IV - Enferma da nulidade prevista na al. c), do n.º 1, do art. 668.º, do CPC, o Acórdão da Relação que, divergindo do entendimento professado na sentença da 1.ª instância – que veio a considerar não ser laboral o vínculo existente entre Autor e Ré –, conclui que a relação contratual que existiu entre o recorrente e a recorrida entre 01.05.1986 e 31.10.2005, constituiu um contrato de trabalho mas que, por razões que não surgem explicitadas, se quedou por esse entendimento e afirmação, na fundamentação, que não traduziu na sua parte decisória, da qual ficou a constar a afirmação do não provimento do recurso interposto pelo Autor e da confirmação da sentença.

V - Estando em causa uma relação jurídica cuja execução perdurou de 1 de Maio de 1986 a 31 de Outubro de 2005 e não se extraindo da matéria de facto provada que as partes tivessem alterado, a partir de 1 de Dezembro de 2003, os termos em que, na prática, se executava essa relação jurídica, à sua qualificação aplica-se o regime jurídico do contrato individual de trabalho, aprovado pelo DL n.º 49 408, de 24 de Novembro de 1969 (LCT), não tendo aplicação, in casu, o Código do Trabalho, atento o disposto no art. 8.º, n.º 1, da Lei Preambular que o aprovou.

VI - O contrato de trabalho tem como objecto a prestação de uma actividade e, como elemento típico e distintivo, a subordinação jurídica do trabalhador, traduzida no poder do empregador de conformar, através de ordens, directivas e instruções, a prestação a que o trabalhador se obrigou.

VII - Diversamente, no contrato de prestação de serviço, o prestador obriga-se à obtenção de um resultado, que efectiva por si, com autonomia, sem subordinação à direcção da outra parte.

VIII - Tratando-se, em ambos os casos, de negócios jurídicos de natureza consensual, é essencial, para proceder à qualificação da relação jurídica em uma ou outra figura, averiguar qual a vontade pelas partes revelada, quer quando procederam à qualificação do contrato, quer quando definiram as condições em que se exerceria a actividade – ou seja, quando definiram a estrutura da relação jurídica em causa – e proceder à análise do condicionalismo factual em que, em concreto, se desenvolveu o exercício da actividade no âmbito daquela relação jurídica.
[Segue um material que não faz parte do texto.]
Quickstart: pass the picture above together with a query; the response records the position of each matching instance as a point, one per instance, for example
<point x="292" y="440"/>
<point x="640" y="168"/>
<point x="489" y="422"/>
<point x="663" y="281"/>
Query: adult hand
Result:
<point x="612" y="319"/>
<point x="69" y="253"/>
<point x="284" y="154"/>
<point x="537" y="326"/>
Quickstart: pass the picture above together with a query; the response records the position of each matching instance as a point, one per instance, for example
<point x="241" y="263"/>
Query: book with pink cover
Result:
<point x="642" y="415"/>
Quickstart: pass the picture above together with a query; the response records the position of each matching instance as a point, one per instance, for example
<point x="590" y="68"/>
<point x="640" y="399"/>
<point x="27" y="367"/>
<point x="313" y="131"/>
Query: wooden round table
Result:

IX - A subordinação jurídica, característica basilar do vínculo laboral e elemento diferenciador do contrato de trabalho, implica uma posição de supremacia do credor da prestação de trabalho e a correlativa posição de sujeição do trabalhador, cuja conduta pessoal, na execução do contrato, está necessariamente dependente das ordens, regras ou orientações ditadas pelo empregador, dentro dos limites do contrato e das normas que o regem.

X - A subordinação deduz-se de factos indiciários, todos a apreciar em concreto e na sua interdependência, sendo os mais significativos: a sujeição do trabalhador a um horário de trabalho; o local de trabalho situar-se nas instalações do empregador ou onde ele determinar; existência de controlo do modo da prestação de trabalho; obediência às ordens e sujeição à disciplina imposta pelo empregador; propriedade dos instrumentos de trabalho por parte do empregador; retribuição certa, à hora, ao dia, à semana ou ao mês; exclusividade de prestação do trabalho a uma única entidade.

XI - Dado que os factos reveladores da existência do contrato de trabalho se apresentam como constitutivos do direito que, com base neles, se pretende fazer valer na acção, cabe ao Autor o respectivo ónus da prova, nos termos do artigo 342.º, n.º 1, do Código Civil.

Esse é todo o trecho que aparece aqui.